Sosyal medyadan bana yazıyorlar ‘niye şöyle yapmadınız? neden böyle karar
aldınız?’ gibi ama bizim böyle bir yetkimiz yok. Bilim Kurulu olarak biz karar
alamıyoruz."
Böylece takke düştü ve kel göründü.
Marttan beri her sözcükleri manşet olan Bilim Kurulu üyelerinin aslında salgın
yönetiminde hiçbir etkileri yoktu. Ertesi gün yaptığı basın toplantısında Sağlık
Bakanı Fahrettin Koca da, Tevfik Özlü’nün söylediklerini teyit etti.

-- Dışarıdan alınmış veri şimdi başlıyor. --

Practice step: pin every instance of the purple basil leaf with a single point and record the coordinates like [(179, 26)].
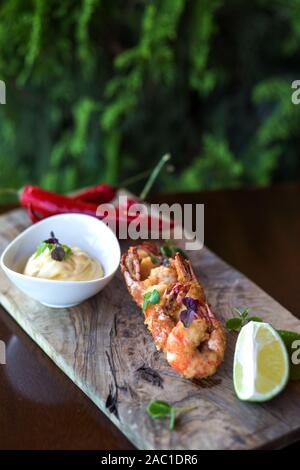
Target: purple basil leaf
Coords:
[(187, 316), (190, 303)]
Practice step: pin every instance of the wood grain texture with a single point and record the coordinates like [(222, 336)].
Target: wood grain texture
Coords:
[(104, 347)]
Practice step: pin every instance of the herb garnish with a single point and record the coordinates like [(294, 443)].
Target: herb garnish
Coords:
[(59, 252), (236, 323), (151, 298), (158, 409), (190, 314)]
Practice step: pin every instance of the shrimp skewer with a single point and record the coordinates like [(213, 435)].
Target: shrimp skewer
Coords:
[(193, 339)]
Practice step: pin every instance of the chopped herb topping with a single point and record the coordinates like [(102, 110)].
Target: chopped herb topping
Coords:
[(190, 314), (151, 298), (59, 252), (158, 409)]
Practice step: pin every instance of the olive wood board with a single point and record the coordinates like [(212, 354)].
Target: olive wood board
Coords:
[(106, 350)]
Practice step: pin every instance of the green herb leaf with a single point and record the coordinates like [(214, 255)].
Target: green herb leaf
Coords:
[(242, 312), (68, 251), (151, 298), (53, 244), (42, 247), (234, 324), (162, 409), (258, 319), (159, 409)]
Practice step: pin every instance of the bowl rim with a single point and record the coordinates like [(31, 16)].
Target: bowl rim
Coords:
[(57, 281)]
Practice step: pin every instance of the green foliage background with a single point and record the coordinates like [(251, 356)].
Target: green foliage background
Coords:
[(100, 89)]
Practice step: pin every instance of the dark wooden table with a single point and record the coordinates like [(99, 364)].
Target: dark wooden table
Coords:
[(255, 230)]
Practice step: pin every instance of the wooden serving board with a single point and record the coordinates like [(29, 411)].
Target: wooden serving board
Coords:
[(104, 347)]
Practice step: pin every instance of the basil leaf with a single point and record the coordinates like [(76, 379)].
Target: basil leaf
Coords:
[(163, 409), (42, 247), (154, 297), (159, 409), (234, 324), (242, 312), (151, 298), (258, 319), (68, 251)]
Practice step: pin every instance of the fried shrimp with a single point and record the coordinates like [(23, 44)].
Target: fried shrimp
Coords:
[(180, 320)]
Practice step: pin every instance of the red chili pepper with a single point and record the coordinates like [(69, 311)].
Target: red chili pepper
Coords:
[(99, 194), (47, 203)]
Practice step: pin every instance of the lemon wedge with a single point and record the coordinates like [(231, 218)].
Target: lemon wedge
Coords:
[(261, 363)]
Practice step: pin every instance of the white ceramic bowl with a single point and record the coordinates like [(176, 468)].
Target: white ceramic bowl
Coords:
[(87, 232)]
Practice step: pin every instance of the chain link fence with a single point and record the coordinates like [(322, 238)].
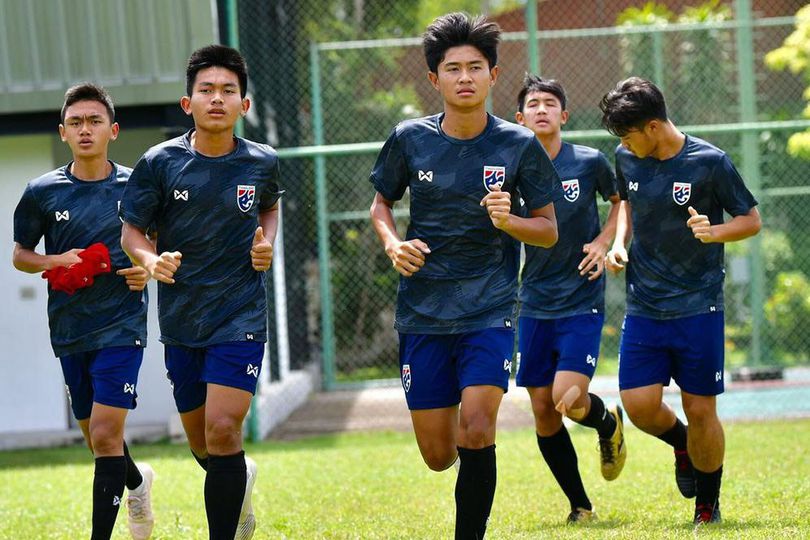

Fakat bunların üzerinden neredeyse
bir hafta geçmesine rağmen, hala gazetelerin ve ekranların Bilim Kurulu
üyelerine eski ilgisinin devam ettiğini görüyoruz. Yine manşetlerde filanca
Bilim Kurulu üyesi şöyle dedi, falanca Bilim Kurulu üyesi böyle dedi gibi
ifadeler görülüyor. Yine ekranlarda haber spikerleri ikide bir Bilim Kurulu
üyelerine bağlanıyor, programlara Bilim Kurulu üyeleri davet ediliyor.
Profesör Tevfik Özlü’nün itirafı ve
Sağlık Bakanı’nın teyidi öncesi tamam, fakat 1 Eylül’den sonra medyanın hala
Bilim Kurulu üyelerinin peşinde koşmasını nasıl açıklamalı? Bilim Kurulu’nda
yer alan meslekdaşlarımızdan “öğrenebilecekleri” bir şey yok ki…
Mesela 21 Eylül’de okullar yüzyüze
eğitime geçecek mi, geçmeyecek mi? Profesör Tevfik Özlü daha ne kadar açık
söylesin, “kararı biz vermiyoruz” diyor. Yani yüzyüze eğitime geçilip
geçilmeyeceğini Özlü’den veya diğer üyelerden “öğrenebilmek” olanaksız. Özlü
olsa olsa bu konudaki “şahsi” düşüncesini ifade edebilir. O kadar.
Peki, Özlü’nün yüzyüze eğitme geçişe
ilişkin “şahsi” düşüncesi değersiz mi? Asla! Fakat takdir edersiniz ki, “karar”
üzerine hiçbir etkisi olmayan bu düşünce, en çok bu konunun uzmanı “herhangi
birinin” düşüncesi kadar değerlidir. O halde medyanın salgın konusunda
“herşeyi” yalnızca Bilim Kurulu üyelerine sorma ısrarı neden?
Sağlık Bakanlığı’nın neden bir Bilim
Kurulu’na gereksinim duyduğunu çok iyi biliyoruz: aldığı kararlara toplum
gözünde meşruiyet kazandırmak. Peki, medya neden Bilim Kurulu’na gereksinim
duyuyor? Acaba toplum gözünde “kendisini” meşrulaştırmak için mi?